Since the days of ragtime, jazz composers had admired classical music. A number of swing-era musicians “jazzed the classics” in recordings such as “Bach Goes to Town” (Benny Goodman) and “Ebony Rhapsody” (Ellington and others). Composers of concert music, in turn, paid tribute to jazz in works such as Contrasts (1938) by the Hungarian Béla Bartók, and Ebony Concerto (1945) by the Russian-born Igor Stravinsky.

The 1940s and the Postwar Decades. The most influential jazz musician of the 1940s was Charlie Parker, who became the leader of a new style known as bebop, rebop, or bop. Like Lester Young, Charlie Christian, and other outstanding soloists, Parker had played with big bands. During World War II, however, the wartime economy and changes in audience tastes had driven many big bands out of business. Their decline, combined with the radically new bebop style, led to a revolution in the jazz world.

At the center of this revolution stood Parker, who could do anything on the saxophone, in any tempo and in any key. He created beautiful melodies that were related in advanced ways to the underlying chords, and his music possessed endless rhythmic variety. Parker’s collaborators were the trumpeter Dizzy Gillespie, known for his formidable speed and range and harmonic sense, and the pianist Earl “Bud” Powell and drummer Max Roach.

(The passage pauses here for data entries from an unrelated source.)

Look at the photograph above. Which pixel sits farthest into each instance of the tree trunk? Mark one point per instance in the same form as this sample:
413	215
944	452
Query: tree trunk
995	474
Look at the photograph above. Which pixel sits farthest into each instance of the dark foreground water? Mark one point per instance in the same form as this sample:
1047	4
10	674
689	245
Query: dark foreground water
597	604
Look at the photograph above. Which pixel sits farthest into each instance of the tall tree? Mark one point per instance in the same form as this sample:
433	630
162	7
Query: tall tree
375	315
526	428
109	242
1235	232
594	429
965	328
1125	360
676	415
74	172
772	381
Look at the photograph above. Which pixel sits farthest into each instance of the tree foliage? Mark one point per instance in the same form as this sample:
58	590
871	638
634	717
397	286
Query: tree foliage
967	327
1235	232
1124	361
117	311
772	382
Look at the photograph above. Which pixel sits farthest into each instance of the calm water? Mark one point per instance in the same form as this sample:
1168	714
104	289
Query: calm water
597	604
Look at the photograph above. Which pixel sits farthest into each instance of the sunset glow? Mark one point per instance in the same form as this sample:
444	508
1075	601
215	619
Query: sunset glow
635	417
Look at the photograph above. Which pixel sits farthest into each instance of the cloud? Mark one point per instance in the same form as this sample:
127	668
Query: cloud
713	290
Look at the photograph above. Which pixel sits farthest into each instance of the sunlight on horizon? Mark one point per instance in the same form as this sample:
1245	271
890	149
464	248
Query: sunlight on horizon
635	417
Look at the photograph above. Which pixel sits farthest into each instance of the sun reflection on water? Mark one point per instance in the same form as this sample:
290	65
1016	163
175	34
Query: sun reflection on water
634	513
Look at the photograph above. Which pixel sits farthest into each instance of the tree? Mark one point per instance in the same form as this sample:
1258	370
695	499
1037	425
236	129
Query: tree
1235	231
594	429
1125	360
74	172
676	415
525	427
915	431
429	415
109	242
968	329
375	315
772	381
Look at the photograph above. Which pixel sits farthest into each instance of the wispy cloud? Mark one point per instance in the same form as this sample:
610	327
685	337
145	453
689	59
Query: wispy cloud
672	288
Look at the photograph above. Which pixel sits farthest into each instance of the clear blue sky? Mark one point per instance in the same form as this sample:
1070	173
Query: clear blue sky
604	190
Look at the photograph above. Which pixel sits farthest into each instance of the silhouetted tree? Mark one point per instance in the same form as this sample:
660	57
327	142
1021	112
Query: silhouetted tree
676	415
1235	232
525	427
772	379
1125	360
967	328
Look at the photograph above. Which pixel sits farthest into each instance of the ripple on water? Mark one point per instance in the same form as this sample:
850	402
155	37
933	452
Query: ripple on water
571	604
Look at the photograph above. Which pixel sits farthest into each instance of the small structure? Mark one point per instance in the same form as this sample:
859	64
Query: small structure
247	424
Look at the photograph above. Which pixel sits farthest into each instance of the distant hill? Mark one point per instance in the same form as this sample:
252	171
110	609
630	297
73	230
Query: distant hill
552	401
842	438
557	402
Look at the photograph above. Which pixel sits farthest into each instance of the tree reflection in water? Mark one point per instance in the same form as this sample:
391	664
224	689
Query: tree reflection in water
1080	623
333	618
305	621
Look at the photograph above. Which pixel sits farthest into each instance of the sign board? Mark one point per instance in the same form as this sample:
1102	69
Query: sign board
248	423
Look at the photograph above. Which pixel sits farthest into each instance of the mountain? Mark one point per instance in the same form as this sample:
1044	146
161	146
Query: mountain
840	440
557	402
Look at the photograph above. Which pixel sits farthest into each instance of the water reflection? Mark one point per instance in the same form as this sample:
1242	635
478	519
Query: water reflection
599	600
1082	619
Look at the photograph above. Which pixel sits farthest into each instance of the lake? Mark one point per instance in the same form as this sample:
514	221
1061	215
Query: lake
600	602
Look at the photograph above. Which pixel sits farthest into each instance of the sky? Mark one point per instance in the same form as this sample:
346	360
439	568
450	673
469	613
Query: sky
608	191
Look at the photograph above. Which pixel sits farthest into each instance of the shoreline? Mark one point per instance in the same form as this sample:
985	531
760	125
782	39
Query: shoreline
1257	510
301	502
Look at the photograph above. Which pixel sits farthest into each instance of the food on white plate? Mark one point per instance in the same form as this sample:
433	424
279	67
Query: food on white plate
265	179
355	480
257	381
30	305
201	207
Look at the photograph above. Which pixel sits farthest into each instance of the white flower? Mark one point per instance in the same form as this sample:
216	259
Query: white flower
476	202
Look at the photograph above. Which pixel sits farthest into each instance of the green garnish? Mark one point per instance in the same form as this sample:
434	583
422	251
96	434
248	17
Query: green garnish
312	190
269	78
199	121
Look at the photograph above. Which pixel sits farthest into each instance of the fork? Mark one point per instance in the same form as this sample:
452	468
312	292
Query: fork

The most influential of the midcentury experiments with classically influenced jazz were the 1949–50 recordings made by a young trumpeter named Miles Davis. The written arrangements, by Davis and others, were soft in tone but highly complex. Many groups adopted this “cool” style, especially on the West Coast, and so it became known as West Coast jazz. Most musicians, however, particularly on the East Coast, continued to expand on the hotter, more driving bebop tradition.

Modal Jazz. In 1955 Miles Davis organized a quintet that featured the tenor saxophonist John Coltrane, whose approach produced a striking contrast to Davis’s rich-toned, unhurried, expressive melodic lines. Coltrane poured out streams of notes with speed and passion, exploring every melodic idea; but he also played slow ballad. In his solos he revealed an exceptional sense of form and pacing.

Third-Stream and Avant-Garde Movements. Another product of the experimentation of the late 1950s and ‘60s was the attempt by the composer Gunther Schuller, together with the pianist John Lewis and his Modern Jazz Quartet, to fuse jazz and classical music into a “third stream” by bringing together musicians from both worlds in a repertoire that used the techniques of both kinds of music.

Mainstream Developments. Meanwhile, the mainstream of jazz, although incorporating many of Coltrane’s melodic ideas and even some modal jazz pieces, continued to build improvisations largely on the chord progressions of popular songs. Brazilian songs, especially those in the bossa nova style, were added to the repertoire in the early 1960s. Their Latin rhythms appealed to jazz musicians of several generations, notably Stan Getz and the flutist Herbie Mann. Even after the bossa nova style declined, the sambas remained in the jazz repertoire, and many groups added Caribbean percussion to their regular drum set.

Fusion Jazz. Jazz underwent an economic crisis in the late 1960s. Younger audiences favored soul music and rock, while older fans turned away from the abstractness of modern jazz. Jazz musicians realized that to keep an audience they must draw ideas from popular music. Some of these ideas came from rock, but most were drawn from the dance rhythms and chord progressions of soul musicians such as James Brown. Some groups also added elements of music from other cultures. The initial examples of this new fusion jazz met with varying success, but in 1969 Davis recorded Bitches Brew, a highly successful album that combined soul rhythms and electronically amplified instruments with uncompromising, highly dissonant jazz.

The 1980s. In the mid-1980s jazz artists were once again performing, in a variety of styles, and there was renewed interest in serious (as opposed to pop-oriented) jazz. Associated with this interest was the trumpeter Wynton Marsalis, who was also acclaimed for his performances of classical music. Although jazz remained essentially the privilege of American musicians, its international audience flourished, and non-American musicians formed a significant subgroup within jazz in the 1970s and ‘80s. (Encyclopedia Britannica).